As I took my first few steps into sustainability I quickly learned that simply eating a vegan diet wasn’t exactly synonymous with being ethical, organic or sustainable. Eating bananas that had been shipped from Colombia, soybeans from China or oranges from Seville was pretty much in direct opposition to my claim of being a sustainable vegan. I was actually laughably unsustainable during my first few years of veganism, and my friends would even troll me with hashtags like #unsustainablyvegan. We laugh about it now, but they still make constant threats of photographing me with plastic and creating a troll account to expose my ‘true’ nature! I think it’s important to have friends who support you, but who are also comfortable making fun of you. Because let’s face it, some ‘zero waste’ things I do, are pretty ridiculous.
The more you learn the more you realise how much of an impact everything we consume has. As a vegan I began eating tonnes of nuts to make sure I was eating enough protein and healthy fats.
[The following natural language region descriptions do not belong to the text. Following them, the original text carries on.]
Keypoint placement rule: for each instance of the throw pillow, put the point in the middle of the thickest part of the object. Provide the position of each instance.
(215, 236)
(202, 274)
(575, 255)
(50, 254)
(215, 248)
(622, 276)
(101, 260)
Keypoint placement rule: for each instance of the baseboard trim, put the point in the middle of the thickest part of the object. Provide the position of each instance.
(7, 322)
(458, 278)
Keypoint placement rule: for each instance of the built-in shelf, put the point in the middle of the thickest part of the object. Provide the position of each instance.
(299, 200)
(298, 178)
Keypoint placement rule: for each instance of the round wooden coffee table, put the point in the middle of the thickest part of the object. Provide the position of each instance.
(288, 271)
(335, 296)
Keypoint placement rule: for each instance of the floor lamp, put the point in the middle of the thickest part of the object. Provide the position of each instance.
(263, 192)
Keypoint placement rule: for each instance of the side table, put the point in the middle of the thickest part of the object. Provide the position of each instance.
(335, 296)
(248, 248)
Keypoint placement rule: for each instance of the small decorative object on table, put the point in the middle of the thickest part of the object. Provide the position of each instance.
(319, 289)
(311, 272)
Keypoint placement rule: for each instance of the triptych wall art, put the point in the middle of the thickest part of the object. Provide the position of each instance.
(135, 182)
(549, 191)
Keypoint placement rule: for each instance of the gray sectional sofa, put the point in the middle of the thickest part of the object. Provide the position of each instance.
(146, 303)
Little did I know how unsustainable almonds are, or how unethical cashew farming is and the effect such labour has on workers. At every turn I kept making mistakes because I wasn’t researching widely enough yet.
My sustainability education really is like Pandora’s Box, the more you read the more you realise how fucked up the world is. On the other hand, however, it also makes you realise how many remarkable people there are out there doing pretty astounding things for the green movement. Be An Unfucker is one of my absolute favourites. Its an organisation similar to The Low Impact Movement, in the approach they take towards reducing waste. The only major difference is that they bloody love to swear and its awesome.
Making one positive step seems to snowball into changes that shape the way you move through life. That’s what happened to me anyway. Going vegan, reading The China Study, and watching endless documentaries about climate change and plastic pollution literally changed the course of both my personal life and my career. Earlier this year I created The Low Impact Movement after years of living a low impact lifestyle. I could see the frustrations, in my friends and followers, of the pressure to try to be perfect. I wanted to provide a space where it was okay to fail. Especially since accessibility is such a major issue, it just felt completely unfair to expect perfection when not everyone is surrounded by an abundance of zero waste shops and farmers markets – or has the means to shop at them.
One of the hardest things for me was accepting that I could never be truly zero waste. Understanding that I’m human – and when I’m on my period I am going to buy that chocolate bar and I am going to enjoy it – is such a necessary part of my (and everyone’s) journey. I think guilt is a massive problem within the community. You gain all this knowledge about how unjust the world is and how wasteful we have become, but when that new vegan range in Waitrose comes out you just can’t really control yourself. I mean come on. Vegan mac and cheese that might actually be good? You have to try it and see.
Even though reducing my waste and eating a plant based diet has come with immense obstacles, it’s been one hell of a ride. I’ve never been more proud of myself for actually sticking to a new habit for a change, and cruising through life knowing that my actions are actually having a positive impact on the world around me. Taking your first step into sustainability is terrifying but also so incredibly exciting. You need to jump in head first, and allow yourself to make as many mistakes as possible. This is how you really learn to lower your impact, and it also makes it a lot more fun. Choose one thing in your life to start with, be it consuming less in general, using a reusable coffee cup, or even thrifting more of your clothes. Once you begin to successfully implement new habits into your daily life, lowering your impact simply becomes second nature.